So geht das! Angela Leinen erklärt Wie man den Bachmannpreis gewinnt

die offizielle Jury Die offizielle Jury

Pluspunkte erhält der Autor beim Bachmann-Wettbewerb in Klagenfurt, wenn er Nagetiere, Raumfahrt, Leistungssport oder Stoffservietten in seinem Text vorkommen lässt. Minuspunkte gibt es für Markennamen, Clowns, Hunde, die in der Ferne bellen und eine Waffe, die knapp außerhalb der Reichweite liegt. Das sind allerdings nicht die Kriterien der offiziellen, dieses Jahr unter anderem aus Meike Feßmann, Hubert Winkels und Burkhard Spinnen bestehenden Jury, vielmehr handelt es sich um einen kleinen Auszug der Kriterien für einen alternativen Preis. Die Autoren des Blogs Riesenmaschine vergeben dieses Jahr zum dritten Mal den Automatische Literaturkritikpreis der Riesenmaschine.
Angela Leinen schrieb bei dessen Kriterienliste mit und beschäftigt sich darüber hinaus seit Jahren mit den Texten und Jurydiskussionen des Bachmannwettbewerbs. In ihrem neuen Buch Wie man den Bachmannpreis gewinnt nennt Leinen natürlich keinen todsicheren Weg zum Literaturpreis, sondern filtert vielmehr gängige Mittel und Klischees aus den vergangen Texten heraus und wägt diese ab. So resümiert sie über das Schreiben zum Thema DDR: Der Reiz sei hier, dass das Leben unter politischer Unterdrückung eines der großen Themen ist, aber das Risiko „für Westautoren: Protektionismus. Für Ostautoren: Ostalgie“.
Sie überlegt, wie gute Figurennamen geschaffen sein sollten, empfiehlt populärwissenschaftliche Themen (siehe den Erfolg Daniel Kehlmanns mit Die Vermessung der Welt, da geht noch was…) und zeigt auf, dass gute literarische Figuren glaubhafte Schwächen haben.
Ein guter Text wirft Fragen auf, der Autor sollte mehr über seine Figuren wissen, als er dann auch wirklich aufschreibt, und große Themen (Krieg, Tod, Liebe etc.) sind gute Themen.
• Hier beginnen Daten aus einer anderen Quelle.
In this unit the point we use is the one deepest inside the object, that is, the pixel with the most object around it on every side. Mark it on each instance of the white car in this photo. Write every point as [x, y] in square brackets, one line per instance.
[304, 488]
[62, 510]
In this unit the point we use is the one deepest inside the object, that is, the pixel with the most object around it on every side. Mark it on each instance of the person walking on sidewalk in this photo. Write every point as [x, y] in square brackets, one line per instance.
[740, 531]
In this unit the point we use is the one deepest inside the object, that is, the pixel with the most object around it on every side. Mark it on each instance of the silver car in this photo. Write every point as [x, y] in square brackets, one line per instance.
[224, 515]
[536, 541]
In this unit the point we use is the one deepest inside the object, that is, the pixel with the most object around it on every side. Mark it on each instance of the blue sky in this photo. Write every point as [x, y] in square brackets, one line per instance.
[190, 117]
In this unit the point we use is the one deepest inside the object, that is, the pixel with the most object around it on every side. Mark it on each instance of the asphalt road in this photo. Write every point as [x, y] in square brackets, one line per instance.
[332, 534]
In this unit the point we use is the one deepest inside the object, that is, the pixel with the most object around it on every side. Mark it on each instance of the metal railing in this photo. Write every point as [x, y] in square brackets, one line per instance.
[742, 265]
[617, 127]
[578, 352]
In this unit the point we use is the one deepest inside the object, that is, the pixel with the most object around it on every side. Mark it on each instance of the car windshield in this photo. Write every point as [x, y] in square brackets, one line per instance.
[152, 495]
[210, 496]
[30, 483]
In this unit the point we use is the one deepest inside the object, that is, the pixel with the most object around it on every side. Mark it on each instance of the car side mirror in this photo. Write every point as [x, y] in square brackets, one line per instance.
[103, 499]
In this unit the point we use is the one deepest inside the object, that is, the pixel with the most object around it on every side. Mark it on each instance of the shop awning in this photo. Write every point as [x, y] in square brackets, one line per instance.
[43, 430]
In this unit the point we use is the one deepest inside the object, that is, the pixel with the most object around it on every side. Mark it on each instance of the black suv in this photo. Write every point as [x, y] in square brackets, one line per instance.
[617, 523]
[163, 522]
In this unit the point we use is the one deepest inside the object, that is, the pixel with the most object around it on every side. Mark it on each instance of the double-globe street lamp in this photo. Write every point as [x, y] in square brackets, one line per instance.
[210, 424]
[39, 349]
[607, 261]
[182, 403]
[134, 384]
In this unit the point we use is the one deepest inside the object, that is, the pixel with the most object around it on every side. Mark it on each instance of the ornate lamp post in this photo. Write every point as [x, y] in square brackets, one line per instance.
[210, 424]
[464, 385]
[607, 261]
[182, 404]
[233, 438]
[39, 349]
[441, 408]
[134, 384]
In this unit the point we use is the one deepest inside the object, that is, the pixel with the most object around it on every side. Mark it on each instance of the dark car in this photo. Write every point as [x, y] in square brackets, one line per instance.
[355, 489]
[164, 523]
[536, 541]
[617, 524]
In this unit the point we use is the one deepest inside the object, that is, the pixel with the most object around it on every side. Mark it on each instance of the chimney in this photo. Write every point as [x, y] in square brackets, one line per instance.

Es scheint, als hätte Leinen ein weiteres Buch in der breiten Sparte Kreatives Schreiben und Autorenratgeber platziert. Doch obgleich viele der Tipps universell sind, liest sich Wie man den Bachmannpreis gewinnt vor allem amüsant. Das machen so interessante Beobachtungen aus, wie: In den Jahren 2008 und 2009 gab es keinen einzigen unter den 28 Texten, mit einem Dialog zwischen Frauen, der nicht einen Mann zum Thema hatte. Oder, der Hinweis, dass zwar ein Viertel aller Bachmannpreise mit Geschichten mit explizitem DDR-Bezug gewonnen wurden, dem aber gegenüber steht, dass „bei acht Wettbewerben in Folge (von 1979 bis 1986) kein Autor aus der DDR anreisen durfte“.
Die Autorin zeigt selbst auch keine Scheu, sich von Klischees und deren Überbewertung wieder zu verabschieden. Dass das coole, literarische Leben in Berlin tobe, ist ein Mythos: 2007 spielte nur einer der Wettbewerbstexte und in den beiden Folgejahren kein einziger in der Hauptstadt.
So richtig messbar wird Literatur demnach wohl nie sein, nimmt Autorin Kathrin Passig daher schon im Vorwort vorweg. Es ist eigentlich irrwitzig, Literatur im Wettbewerb zu sehen, da Literatur nicht vermessen werden kann. Ganz abwegig erscheint es dann aber doch nicht. Passig gewann 2006 den Bachmannpreis, den offiziellen, und behauptete im Interview mit der Frankfurter Allgemeinen Zeitung, ihren Text bewusst für Klagenfurt geschrieben zu haben: „Aus meinen Beobachtungen im Vorjahr habe ich geschlossen, es soll auf jeden Fall kein komischer Text sein, es soll nicht um Beziehungsprobleme gehen und er soll keine schlechten Dialoge enthalten.“ Das sind doch schon mal einige Kriterien.
In Klagenfurt sind die 34. Tage der deutschsprachigen Literatur im vollen Gange. Um den Bachmannpreis lesen 14 Autoren um die Wette. Dieses Jahr sind unter anderem Verena Roßbacher, Max Scharnigg und Aleks Scholz dabei.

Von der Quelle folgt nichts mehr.